Posted on September 15, 2021 by Sonoma Valley Sun

At some point – like four decades ago – we need to move the state highway OUT of Sonoma. (How many California state highways have three schools within half-a-mile of each other?) But keeping freeways out of Valley of the Moon comes at a cost that politicians and Caltrans don’t want to pay.

It’s this simple and this complicated…
1. Widen Hwy 12 to four lanes from Napa to Bonneau.
2. Reduce speed limits and narrow Napa Rd from Hwy 12 to Broadway to restrict local traffic enormously.
3. Widen Arnold Dr four lanes from Bonneau to Stage Gulch Rd and widen Stage Gulch, too, to four lanes.
4. Widen Adobe Rd to four lanes to Frates in Petaluma
5. Widen Frates to four lanes to Hwy 101.

Of course, it’s taken a couple of decades to make Hwy 101 wider from the county line to Santa Rosa. (I call it the Winchester Mystery House Caltrans Project of the Century.) So, we’ll have to wait for Caltrans to build a toll-funded floating Hwy 37 from Vallejo to Novato sometime in 2065 before they’ll consider spending $50 million to even study my proposal!

— Greg Brennan, Sonoma



7 thoughts on “What’s a state highway doing in Sonoma?

  1. Hwy 12 goes from Napa to Broadway.
    Napa Rd from Hwy 12 to Broadway is already only 2 lanes.
    Arnold already backs up getting to Stage Gulch.
    Sounds like the seed of a good idea, but it needs thoughtful planning plus review of the consequences!

  2. Doing this right could provide a needed reduction of traffic on 37.
    Bonneau is an annoying stop sign, needs a real traffic light!
    I live in Sonoma Valley (Agua Caliente), I almost always take Arnold to the city of Napa.
    We need to limit traffic on Agua Caliente West,
    One can barely see children coming out from between parked cars! (Widen Madrone?)

  3. Traffic issues in Sonoma Valley result from a legacy of Sleepy Hollow rural character protectionism and growth management. Now we reap the harvest of inadequate housing, infrastructure, and massive congestion as the modern world inexorably intrudes. The only remedy on the table is more density and more congestion, cram more rats in the cage. Yet with no space-making strategies (up, out, or denser) allowed without the threat of NIMBY WW3, we end up with a Green Checkmate, no movement allowed anywhere bc of micro-territorial defenses. Ironically the quest for quality of life has ended up degrading it, to where no one can be happy, and where state adults in the room have had to come in and overrule the locals. SB-9 and 10 will at least allow density without endless stalling. Maybe in the future the state will also be forced to build bigger trans arteries into and out of the valley, bc the dense core can’t be served by Sleepy Hollow-level roads.

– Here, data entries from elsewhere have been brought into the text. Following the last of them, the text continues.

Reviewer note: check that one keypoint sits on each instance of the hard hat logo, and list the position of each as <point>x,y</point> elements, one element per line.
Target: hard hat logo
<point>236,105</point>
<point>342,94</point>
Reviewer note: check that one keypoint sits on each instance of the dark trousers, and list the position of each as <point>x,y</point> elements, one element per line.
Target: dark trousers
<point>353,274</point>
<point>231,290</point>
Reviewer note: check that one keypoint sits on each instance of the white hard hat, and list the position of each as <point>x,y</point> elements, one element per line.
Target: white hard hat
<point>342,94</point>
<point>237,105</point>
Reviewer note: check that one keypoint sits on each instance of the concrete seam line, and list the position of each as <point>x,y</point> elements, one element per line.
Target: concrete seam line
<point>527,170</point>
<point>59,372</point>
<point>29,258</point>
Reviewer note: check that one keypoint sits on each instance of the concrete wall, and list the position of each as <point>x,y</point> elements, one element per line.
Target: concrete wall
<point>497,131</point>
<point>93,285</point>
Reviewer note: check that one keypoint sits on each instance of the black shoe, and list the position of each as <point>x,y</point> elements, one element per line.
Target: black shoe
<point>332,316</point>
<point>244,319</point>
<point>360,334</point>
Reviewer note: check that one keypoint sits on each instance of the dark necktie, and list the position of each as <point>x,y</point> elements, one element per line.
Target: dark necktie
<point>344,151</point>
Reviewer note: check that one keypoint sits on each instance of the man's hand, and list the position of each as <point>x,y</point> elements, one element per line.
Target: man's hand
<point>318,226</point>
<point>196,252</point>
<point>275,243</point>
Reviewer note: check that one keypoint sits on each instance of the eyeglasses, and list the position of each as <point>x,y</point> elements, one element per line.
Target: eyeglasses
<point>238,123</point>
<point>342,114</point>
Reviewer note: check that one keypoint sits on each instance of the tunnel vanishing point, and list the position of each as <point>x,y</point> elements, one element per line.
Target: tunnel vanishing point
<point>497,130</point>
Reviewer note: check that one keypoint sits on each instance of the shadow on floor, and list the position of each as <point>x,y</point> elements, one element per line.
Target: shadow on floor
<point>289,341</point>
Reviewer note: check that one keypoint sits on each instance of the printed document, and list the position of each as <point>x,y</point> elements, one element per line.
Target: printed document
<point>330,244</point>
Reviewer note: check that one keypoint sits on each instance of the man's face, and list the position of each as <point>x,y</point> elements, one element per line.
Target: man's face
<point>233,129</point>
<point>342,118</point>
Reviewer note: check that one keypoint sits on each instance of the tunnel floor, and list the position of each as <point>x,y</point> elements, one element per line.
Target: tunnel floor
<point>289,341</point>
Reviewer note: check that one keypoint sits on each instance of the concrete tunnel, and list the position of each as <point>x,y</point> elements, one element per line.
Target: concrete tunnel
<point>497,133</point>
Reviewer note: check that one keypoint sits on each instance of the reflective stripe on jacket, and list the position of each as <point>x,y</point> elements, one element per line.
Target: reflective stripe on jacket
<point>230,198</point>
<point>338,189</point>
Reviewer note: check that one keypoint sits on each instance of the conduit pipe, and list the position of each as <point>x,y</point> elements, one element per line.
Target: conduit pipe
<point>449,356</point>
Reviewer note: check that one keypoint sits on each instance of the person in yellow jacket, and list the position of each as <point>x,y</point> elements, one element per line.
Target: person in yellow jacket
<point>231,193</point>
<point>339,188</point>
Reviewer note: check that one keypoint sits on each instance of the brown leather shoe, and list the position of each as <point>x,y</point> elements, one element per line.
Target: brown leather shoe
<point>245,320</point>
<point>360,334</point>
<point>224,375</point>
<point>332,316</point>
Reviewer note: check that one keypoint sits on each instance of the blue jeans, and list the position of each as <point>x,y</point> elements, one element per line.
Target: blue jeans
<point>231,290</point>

  4. Now. 12 goes by the Charter School, How will sending traffic over Agua Caliente West, Where the children walk to the Charter School help? Arnold already has a least two schools on it. Altamira and Sonoma Valley Nazarene.
    One thing we need is a better problem statement. I wish we could build a tunnel under the mountains from Trinity Road to Oakville in Napa County, but I don’t know how we can convince the state, (Time to call in Elon Musk?)